Featuring eerie, deserted streets, London landmarks empty of tourists, darkened shops and the authorities on the lookout for curfew breakers, this is the perfect episode for CoVid lockdown viewing. Paddy Russell’s location filming is one of the highlights of this episode. It’s reminiscent of the show’s first big out-of-studio set pieces: the Daleks patrolling conquered London, and, as in The Dalek Invasion of Earth, the initial excuse for the quiet is that it’s probably Sunday. But as we’ve already seen a dog eating something out of an abandoned car, and a milk float with its curdling cargo smashed about it, we’re already primed to expect something more sinister. Later, there’s an absolutely horrible shot of a looter, head bashed in, which is made more disturbing because it’s so brief and gives no time to take in the details. And as a result of the only partially successful colour recovery from the B&W telerecording, the whole thing comes closer than any other Doctor Who episode to looking like a grotty print of a grottier 1970s exploitation horror movie. No wonder I love it.

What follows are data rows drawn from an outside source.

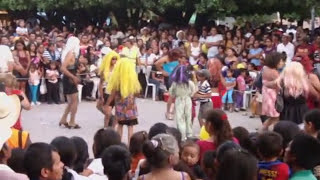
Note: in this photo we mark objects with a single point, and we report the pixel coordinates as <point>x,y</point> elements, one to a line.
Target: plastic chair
<point>80,86</point>
<point>153,86</point>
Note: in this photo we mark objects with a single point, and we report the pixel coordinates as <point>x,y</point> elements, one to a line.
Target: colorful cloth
<point>275,170</point>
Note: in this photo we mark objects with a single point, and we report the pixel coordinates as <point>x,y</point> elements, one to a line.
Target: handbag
<point>279,104</point>
<point>43,86</point>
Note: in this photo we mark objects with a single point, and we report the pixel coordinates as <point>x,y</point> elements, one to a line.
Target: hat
<point>204,73</point>
<point>9,112</point>
<point>179,33</point>
<point>105,50</point>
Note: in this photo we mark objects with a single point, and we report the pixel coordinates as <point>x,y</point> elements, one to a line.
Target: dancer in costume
<point>123,85</point>
<point>70,81</point>
<point>105,70</point>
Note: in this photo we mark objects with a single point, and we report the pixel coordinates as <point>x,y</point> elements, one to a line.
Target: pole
<point>312,21</point>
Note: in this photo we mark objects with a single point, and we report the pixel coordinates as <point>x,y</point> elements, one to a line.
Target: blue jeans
<point>227,97</point>
<point>157,83</point>
<point>34,92</point>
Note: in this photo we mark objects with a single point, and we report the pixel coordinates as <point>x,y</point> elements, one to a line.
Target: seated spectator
<point>42,162</point>
<point>102,140</point>
<point>116,162</point>
<point>67,152</point>
<point>312,123</point>
<point>237,164</point>
<point>269,146</point>
<point>162,152</point>
<point>80,162</point>
<point>302,155</point>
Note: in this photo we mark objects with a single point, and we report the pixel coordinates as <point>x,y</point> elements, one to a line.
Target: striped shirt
<point>52,56</point>
<point>204,88</point>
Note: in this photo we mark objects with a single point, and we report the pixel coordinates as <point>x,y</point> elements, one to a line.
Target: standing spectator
<point>51,54</point>
<point>22,57</point>
<point>194,50</point>
<point>255,54</point>
<point>182,89</point>
<point>21,29</point>
<point>286,47</point>
<point>213,41</point>
<point>53,86</point>
<point>34,81</point>
<point>6,59</point>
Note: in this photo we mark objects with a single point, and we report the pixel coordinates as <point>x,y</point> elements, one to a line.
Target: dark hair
<point>116,161</point>
<point>237,164</point>
<point>269,145</point>
<point>225,147</point>
<point>158,128</point>
<point>16,159</point>
<point>21,42</point>
<point>136,142</point>
<point>204,55</point>
<point>103,139</point>
<point>66,149</point>
<point>242,134</point>
<point>220,125</point>
<point>82,153</point>
<point>288,130</point>
<point>312,116</point>
<point>306,151</point>
<point>273,59</point>
<point>37,157</point>
<point>208,162</point>
<point>175,133</point>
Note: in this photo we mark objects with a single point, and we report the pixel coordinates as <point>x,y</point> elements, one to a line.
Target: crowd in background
<point>271,69</point>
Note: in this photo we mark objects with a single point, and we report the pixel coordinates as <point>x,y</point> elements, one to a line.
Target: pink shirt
<point>241,83</point>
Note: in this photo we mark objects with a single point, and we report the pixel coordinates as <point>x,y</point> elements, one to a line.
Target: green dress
<point>183,106</point>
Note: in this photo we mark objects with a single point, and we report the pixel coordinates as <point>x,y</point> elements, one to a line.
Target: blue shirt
<point>255,61</point>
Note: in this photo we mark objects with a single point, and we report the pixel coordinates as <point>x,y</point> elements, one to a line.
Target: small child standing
<point>230,83</point>
<point>53,86</point>
<point>136,143</point>
<point>204,94</point>
<point>34,82</point>
<point>241,85</point>
<point>182,89</point>
<point>190,155</point>
<point>269,146</point>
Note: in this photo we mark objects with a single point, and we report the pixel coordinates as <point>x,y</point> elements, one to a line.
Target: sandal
<point>76,126</point>
<point>169,116</point>
<point>65,124</point>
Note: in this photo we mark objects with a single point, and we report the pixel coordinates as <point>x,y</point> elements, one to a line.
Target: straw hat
<point>10,108</point>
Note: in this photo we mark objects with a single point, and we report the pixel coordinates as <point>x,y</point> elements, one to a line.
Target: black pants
<point>53,92</point>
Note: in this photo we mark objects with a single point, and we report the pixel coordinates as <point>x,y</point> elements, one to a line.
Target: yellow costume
<point>124,79</point>
<point>105,65</point>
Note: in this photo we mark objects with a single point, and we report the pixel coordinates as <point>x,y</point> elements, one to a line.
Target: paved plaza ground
<point>42,121</point>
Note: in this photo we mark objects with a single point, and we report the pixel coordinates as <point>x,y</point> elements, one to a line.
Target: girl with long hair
<point>182,89</point>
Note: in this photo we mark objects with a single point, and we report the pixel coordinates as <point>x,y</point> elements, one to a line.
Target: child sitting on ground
<point>204,94</point>
<point>190,156</point>
<point>269,146</point>
<point>230,83</point>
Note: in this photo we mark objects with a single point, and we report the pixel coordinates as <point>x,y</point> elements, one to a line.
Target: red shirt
<point>19,93</point>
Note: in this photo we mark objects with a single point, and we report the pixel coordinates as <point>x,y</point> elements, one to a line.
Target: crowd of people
<point>273,70</point>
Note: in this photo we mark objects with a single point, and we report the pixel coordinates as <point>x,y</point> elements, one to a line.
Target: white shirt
<point>5,58</point>
<point>214,49</point>
<point>288,49</point>
<point>21,30</point>
<point>96,167</point>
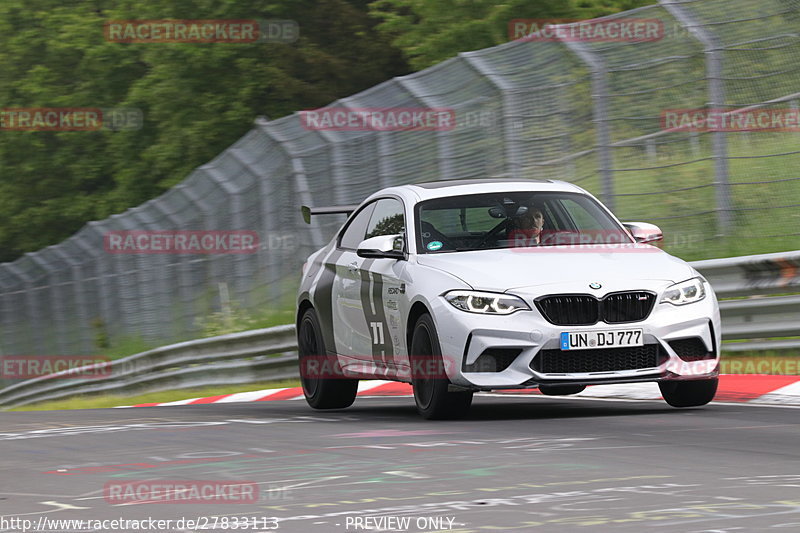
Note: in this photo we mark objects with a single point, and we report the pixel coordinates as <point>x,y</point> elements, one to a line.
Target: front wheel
<point>428,376</point>
<point>324,384</point>
<point>688,393</point>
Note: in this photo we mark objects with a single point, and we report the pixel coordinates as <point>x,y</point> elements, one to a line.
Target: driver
<point>526,228</point>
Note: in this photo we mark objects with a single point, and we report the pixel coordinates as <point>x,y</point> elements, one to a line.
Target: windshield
<point>513,219</point>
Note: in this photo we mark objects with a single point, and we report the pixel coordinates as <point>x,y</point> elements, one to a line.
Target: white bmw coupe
<point>478,285</point>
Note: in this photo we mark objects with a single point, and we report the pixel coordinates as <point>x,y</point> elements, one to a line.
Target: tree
<point>196,99</point>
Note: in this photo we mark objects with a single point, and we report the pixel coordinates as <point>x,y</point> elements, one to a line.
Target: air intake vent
<point>599,360</point>
<point>585,309</point>
<point>691,349</point>
<point>570,309</point>
<point>623,307</point>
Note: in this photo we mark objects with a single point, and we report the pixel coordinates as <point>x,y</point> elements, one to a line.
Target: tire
<point>430,385</point>
<point>335,392</point>
<point>688,393</point>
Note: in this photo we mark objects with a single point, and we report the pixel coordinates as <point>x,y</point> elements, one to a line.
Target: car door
<point>349,323</point>
<point>383,291</point>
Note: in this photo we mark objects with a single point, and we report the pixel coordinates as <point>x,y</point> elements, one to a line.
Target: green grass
<point>760,222</point>
<point>112,400</point>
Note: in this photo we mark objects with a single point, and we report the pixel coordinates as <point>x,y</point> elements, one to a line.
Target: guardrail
<point>271,354</point>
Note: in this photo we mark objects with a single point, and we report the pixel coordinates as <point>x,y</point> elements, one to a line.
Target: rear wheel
<point>324,385</point>
<point>688,393</point>
<point>429,380</point>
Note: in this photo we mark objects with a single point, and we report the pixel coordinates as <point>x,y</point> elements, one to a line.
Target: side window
<point>354,233</point>
<point>387,218</point>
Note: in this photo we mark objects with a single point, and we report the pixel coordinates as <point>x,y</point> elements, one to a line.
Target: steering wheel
<point>493,233</point>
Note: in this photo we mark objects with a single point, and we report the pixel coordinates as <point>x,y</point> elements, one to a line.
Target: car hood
<point>502,270</point>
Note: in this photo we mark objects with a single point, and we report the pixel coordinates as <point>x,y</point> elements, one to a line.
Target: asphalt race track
<point>517,464</point>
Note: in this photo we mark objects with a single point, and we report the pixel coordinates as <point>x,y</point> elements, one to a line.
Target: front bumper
<point>464,337</point>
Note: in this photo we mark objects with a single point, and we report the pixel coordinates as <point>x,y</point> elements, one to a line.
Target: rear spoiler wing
<point>334,210</point>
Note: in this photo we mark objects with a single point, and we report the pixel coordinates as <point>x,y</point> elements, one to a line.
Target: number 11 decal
<point>377,332</point>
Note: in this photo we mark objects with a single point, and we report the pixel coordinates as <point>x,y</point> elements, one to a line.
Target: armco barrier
<point>271,354</point>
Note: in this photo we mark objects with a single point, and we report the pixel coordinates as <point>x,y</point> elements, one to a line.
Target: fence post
<point>443,140</point>
<point>510,138</point>
<point>716,94</point>
<point>300,181</point>
<point>599,71</point>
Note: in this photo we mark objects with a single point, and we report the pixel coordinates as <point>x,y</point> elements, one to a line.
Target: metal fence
<point>588,112</point>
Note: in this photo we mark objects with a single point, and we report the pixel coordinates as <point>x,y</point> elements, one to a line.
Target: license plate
<point>589,340</point>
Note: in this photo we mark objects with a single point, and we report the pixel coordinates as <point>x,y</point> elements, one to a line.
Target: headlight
<point>487,303</point>
<point>685,292</point>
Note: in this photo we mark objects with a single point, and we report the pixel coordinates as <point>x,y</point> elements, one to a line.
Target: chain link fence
<point>585,111</point>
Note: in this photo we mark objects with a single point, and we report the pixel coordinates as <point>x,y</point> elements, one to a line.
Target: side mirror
<point>382,246</point>
<point>643,232</point>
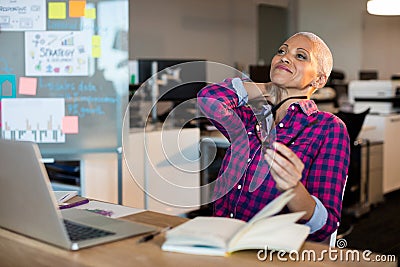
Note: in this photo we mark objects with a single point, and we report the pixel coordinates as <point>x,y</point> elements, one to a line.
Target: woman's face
<point>294,65</point>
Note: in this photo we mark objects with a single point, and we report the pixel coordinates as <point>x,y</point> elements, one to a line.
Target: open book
<point>220,236</point>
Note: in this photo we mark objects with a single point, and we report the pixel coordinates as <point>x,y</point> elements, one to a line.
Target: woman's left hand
<point>286,168</point>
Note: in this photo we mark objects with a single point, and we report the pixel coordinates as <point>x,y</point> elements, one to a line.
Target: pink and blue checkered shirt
<point>245,185</point>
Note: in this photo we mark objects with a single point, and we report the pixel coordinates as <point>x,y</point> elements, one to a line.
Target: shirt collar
<point>308,106</point>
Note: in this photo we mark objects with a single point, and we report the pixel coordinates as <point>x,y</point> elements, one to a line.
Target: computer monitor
<point>259,73</point>
<point>184,81</point>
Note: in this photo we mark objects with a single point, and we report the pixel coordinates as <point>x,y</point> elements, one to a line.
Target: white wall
<point>339,23</point>
<point>381,45</point>
<point>225,31</point>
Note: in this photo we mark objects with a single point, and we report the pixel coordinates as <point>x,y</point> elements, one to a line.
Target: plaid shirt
<point>245,185</point>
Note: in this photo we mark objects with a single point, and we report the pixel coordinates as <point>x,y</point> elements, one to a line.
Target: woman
<point>311,150</point>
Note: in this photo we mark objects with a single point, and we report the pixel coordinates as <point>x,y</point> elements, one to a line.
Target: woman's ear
<point>320,82</point>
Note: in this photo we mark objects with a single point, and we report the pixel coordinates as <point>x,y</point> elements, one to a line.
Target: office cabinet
<point>162,170</point>
<point>386,128</point>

This continues to be Robert Holmes’ funniest script to date. Bloodaxe, on first impressions a Baldrick type figure, slyly mocks Irongron’s pretentions: ‘Tis a cunning plan, Captain… Yours is indeed a towering intelligence’. Holmes even dares to poke fun at Pertwee (‘A long-shanked rascal with a mighty nose’), and while some of the quips about the ‘fair sex’ are a bit cringey nowadays it’s notable that Sarah is both willing to admit when she’s wrong, however grudgingly, and continues to be a driving force behind the fight against Linx and Irongron, leading the raid on the castle to capture the Doctor, and convincing Sir Edward and Lady Eleanor to give him a fair hearing.